QSFs are subject to the “relation-back rule”, which says that if the fund meets all the statutory requirements with the exception of obtaining governmental approval, then the transferor and fund administrator may treat the fund as being created either when the last two (of the three) statutory requirements are met, or on January 1st of the year in which all three statutory requirements are met, whichever occurs later.  If a relation-back election is made, the funds are treated as being transferred to the fund on this date.

No Constructive Receipt


The economic performance test allows the defendant to pay a settlement into a §468B trust and deduct the claim even though the payout to or for the benefit of the plaintiff occurs later.  However, the §468B trust does not constitute constructive receipt to the plaintiff because of the restrictions placed upon the §468B trust.  The plaintiff’s attorney does not have custody of the fund. An independent Trustee owns the funds.  This arrangement preserves the opportunity to use the structured settlement annuity option.

The Tax Reporting Details


The DSFs and QSFs are treated as corporations and they are liable for taxes on their modified adjusted gross income.  Earnings (dividends, interest, capital gains and losses, carryovers, etc.) are subject to taxation in a manner similar to corporate earnings at the maximum trust tax rate in IRC §1(e).  Settlement trusts are also allowable deductions for administration costs and related expenses, losses sustained in connection with the sale or exchange of property, and net operating losses.  Trust distributions to the plaintiffs are not deductible and liability cannot be reduced with tax credits.  Qualified payments to DSFs and QSFs are not included in the gross income of the funds.

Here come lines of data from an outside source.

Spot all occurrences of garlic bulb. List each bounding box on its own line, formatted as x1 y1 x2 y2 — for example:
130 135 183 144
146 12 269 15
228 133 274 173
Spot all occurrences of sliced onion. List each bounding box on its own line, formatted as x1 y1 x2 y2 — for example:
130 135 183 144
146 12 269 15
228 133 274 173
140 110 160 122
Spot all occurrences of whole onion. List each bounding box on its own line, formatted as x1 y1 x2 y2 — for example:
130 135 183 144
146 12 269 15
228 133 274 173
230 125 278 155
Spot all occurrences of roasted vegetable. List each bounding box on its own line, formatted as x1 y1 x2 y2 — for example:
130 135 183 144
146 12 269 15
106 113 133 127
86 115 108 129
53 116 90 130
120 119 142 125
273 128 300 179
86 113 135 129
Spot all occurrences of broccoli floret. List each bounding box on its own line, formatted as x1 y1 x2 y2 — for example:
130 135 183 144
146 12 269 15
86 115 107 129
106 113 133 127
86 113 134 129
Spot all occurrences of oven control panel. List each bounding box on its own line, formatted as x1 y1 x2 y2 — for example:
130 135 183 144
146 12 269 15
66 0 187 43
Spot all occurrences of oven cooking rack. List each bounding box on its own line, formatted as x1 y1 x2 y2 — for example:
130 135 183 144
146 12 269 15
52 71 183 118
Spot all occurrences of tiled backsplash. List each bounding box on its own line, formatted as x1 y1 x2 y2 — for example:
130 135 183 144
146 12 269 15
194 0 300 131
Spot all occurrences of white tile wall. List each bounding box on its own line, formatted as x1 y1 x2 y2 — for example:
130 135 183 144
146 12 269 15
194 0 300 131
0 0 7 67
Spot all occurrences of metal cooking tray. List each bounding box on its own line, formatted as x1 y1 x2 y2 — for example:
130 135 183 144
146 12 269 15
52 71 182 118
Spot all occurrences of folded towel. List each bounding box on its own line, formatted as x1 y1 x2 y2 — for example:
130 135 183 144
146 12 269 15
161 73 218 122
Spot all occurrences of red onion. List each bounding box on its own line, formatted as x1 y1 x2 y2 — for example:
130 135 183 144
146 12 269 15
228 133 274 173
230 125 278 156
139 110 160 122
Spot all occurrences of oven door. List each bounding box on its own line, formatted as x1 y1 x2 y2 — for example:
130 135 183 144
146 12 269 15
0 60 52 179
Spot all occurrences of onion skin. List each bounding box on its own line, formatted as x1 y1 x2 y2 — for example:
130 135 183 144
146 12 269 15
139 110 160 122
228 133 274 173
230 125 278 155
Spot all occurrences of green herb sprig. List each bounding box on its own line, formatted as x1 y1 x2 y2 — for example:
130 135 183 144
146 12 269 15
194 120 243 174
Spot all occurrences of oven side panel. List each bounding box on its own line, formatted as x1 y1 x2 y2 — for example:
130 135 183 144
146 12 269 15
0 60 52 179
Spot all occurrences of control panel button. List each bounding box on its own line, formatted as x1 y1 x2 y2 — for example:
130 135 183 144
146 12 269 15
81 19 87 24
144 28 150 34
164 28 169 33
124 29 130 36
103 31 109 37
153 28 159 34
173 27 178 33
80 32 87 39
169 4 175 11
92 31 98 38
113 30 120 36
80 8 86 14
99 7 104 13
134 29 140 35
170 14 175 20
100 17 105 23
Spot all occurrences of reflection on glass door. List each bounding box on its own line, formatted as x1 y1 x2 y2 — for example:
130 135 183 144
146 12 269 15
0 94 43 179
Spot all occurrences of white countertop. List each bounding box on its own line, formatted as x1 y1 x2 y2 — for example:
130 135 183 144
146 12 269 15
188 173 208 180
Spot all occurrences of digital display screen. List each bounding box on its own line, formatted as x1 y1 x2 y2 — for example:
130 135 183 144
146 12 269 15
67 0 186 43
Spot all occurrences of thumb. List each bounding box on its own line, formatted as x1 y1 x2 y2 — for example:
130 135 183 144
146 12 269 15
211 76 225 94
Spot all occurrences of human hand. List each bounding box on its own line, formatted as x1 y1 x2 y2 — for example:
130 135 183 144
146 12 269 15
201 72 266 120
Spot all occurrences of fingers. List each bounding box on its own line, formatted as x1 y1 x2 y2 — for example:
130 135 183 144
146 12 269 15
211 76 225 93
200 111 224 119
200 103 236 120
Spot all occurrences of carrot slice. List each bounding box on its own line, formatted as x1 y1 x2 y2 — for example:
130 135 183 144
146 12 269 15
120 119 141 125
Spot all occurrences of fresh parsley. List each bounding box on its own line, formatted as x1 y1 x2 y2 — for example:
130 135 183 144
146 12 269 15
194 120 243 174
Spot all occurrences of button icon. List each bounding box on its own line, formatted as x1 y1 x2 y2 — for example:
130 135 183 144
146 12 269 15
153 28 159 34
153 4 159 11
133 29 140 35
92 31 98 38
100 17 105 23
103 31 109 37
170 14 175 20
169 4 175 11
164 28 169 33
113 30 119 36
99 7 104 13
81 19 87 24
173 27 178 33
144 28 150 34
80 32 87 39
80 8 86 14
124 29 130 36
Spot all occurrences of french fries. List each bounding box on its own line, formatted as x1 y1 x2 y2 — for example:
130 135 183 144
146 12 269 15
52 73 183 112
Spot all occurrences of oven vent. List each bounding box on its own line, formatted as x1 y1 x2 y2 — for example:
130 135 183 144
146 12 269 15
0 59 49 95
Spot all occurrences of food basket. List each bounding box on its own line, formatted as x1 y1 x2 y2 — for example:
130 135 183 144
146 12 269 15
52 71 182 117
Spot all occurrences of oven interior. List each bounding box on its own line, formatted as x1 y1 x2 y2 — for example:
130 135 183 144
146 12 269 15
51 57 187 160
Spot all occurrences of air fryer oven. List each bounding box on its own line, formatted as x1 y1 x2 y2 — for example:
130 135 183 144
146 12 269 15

Settlement trusts must use the calendar year and the accrual method of accounting.  These trusts are treated like corporations for tax reporting purposes, and distributions are subject to the Internal Revenue Code’s corporate reporting requirements. 

Conclusion


When a settlement has finally been obtained after years of litigation, the plaintiff’s attorney usually feels pressured to tie up loose ends quickly.  In the rush to finalize the settlement, important planning opportunities can be missed.  By creating a Qualified Settlement Fund trust, the plaintiff’s attorney can take a careful and deliberate approach in evaluating the client’s options in distributing settlement funds, while the defendant can be released from the case quickly.  The plaintiff’s attorney can be paid immediately from the trust, while the liens for Medicare and Medicaid are tabulated and negotiated to lower amounts.  Based on these benefits, the Qualified Settlement Fund trust is an important tool for the trial attorney’s arsenal.